Remove redundant fields

Question

Remove redundant fields

kderme opened this issue 5 months ago · comments

Kostas Dermentzis commented 5 months ago

The dbsync schema currently has a number of redundant fields that can be removed. Some of them are

tx_out.address, tx_out.paymentCred,
collateral_tx_out.address, collateral_tx_out.paymentCred
stake_address.view
drep_hash.view
pool_hash.view

We could consider removing them from the default schema.
Some json fields are theoretically redundant and could be parsed by clients, however that's not as easy as the other fields.

RdLrT · Answer 1 · Wed Jan 03 2024 05:40:02 GMT+0800 (China Standard Time)

Keeping in line with various CIPs for human representation, would be beneficial to retain bech32-encoded and remove raw fields (eg:address_raw instead of address), but either way would be helpful to reduce amount of storage on mainnet.

Kostas Dermentzis · Answer 2 · Tue Jan 09 2024 17:25:34 GMT+0800 (China Standard Time)

I understand that most users use the bech32 tx_out.address field (base58 for Byron), but there are some advantages in the raw version:

bech32 requires computing before inserting, since the address comes in the raw format from the ledger.
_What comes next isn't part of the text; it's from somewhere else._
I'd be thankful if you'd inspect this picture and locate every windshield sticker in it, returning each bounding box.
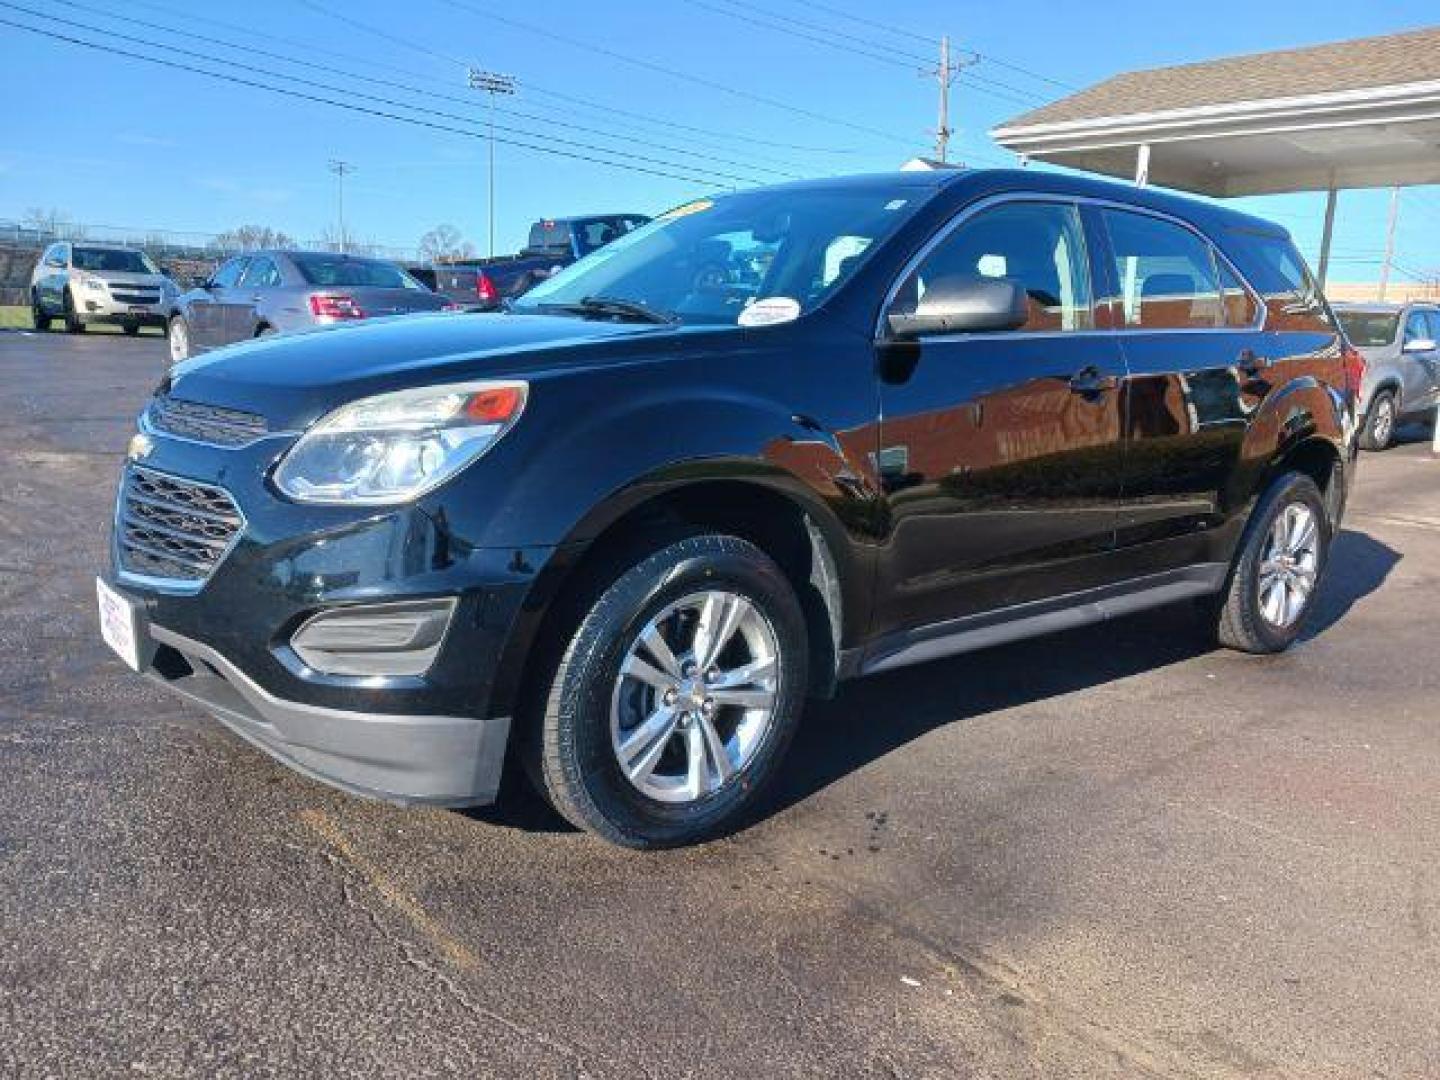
[737,296,801,328]
[659,199,714,220]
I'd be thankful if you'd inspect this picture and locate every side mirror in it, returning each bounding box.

This takes syncing time
for other tables keeping the raw format is necessary for db-sync, so it feels more consistent to also keep the raw for addresses
bech32 is the user facing standard, but db-sync works as a backend, so the transition can happen in the app level.
It takes less disk space. This shows the difference in sizes between the two fields:

select count (*) as count, pg_column_size(address) - pg_column_size(address_raw) as  diff  from tx_out group by pg_column_size(address) - pg_column_size(address_raw) order by pg_column_size(address) - pg_column_size(address_raw);
   count   | diff 
-----------+------
        51 |   15
   5381517 |   16
         1 |   19
         1 |   21
         1 |   22
        75 |   24
       177 |   25
      1256 |   27
  14441735 |   28
  39974479 |   29
         5 |   30
        69 |   31
         8 |   32
       128 |   34
      6344 |   35
         1 |   40
 119554727 |   46
         1 |   50
         1 |   51
         1 |   85
         1 |  188
         1 |  254
         1 |  303
         1 |  371
         1 |  969
         1 | 1186
         1 | 1415
         1 | 1417
         1 | 1431
         1 | 1743
         1 | 1811
         1 | 1994
         1 | 2409
         1 | 2812
         1 | 4406
         1 | 6460
         1 | 6491
         1 | 7218
         1 | 7493
         1 | 7542
         1 | 7882
         1 | 8264
(42 rows)

This gives a total minimum estimation of 7.15GB, not taking into account differences in the indexes and is not fully synced so it gets worse over time.

Kostas Dermentzis · Answer 3 · Tue Jan 09 2024 17:26:39 GMT+0800 (China Standard Time)

Eventually this boils down to users preferences, in case they want to do the transition for the benefits it provides. I just wanted to give the full picture.

RdLrT · Answer 4 · Tue Jan 09 2024 19:55:23 GMT+0800 (China Standard Time)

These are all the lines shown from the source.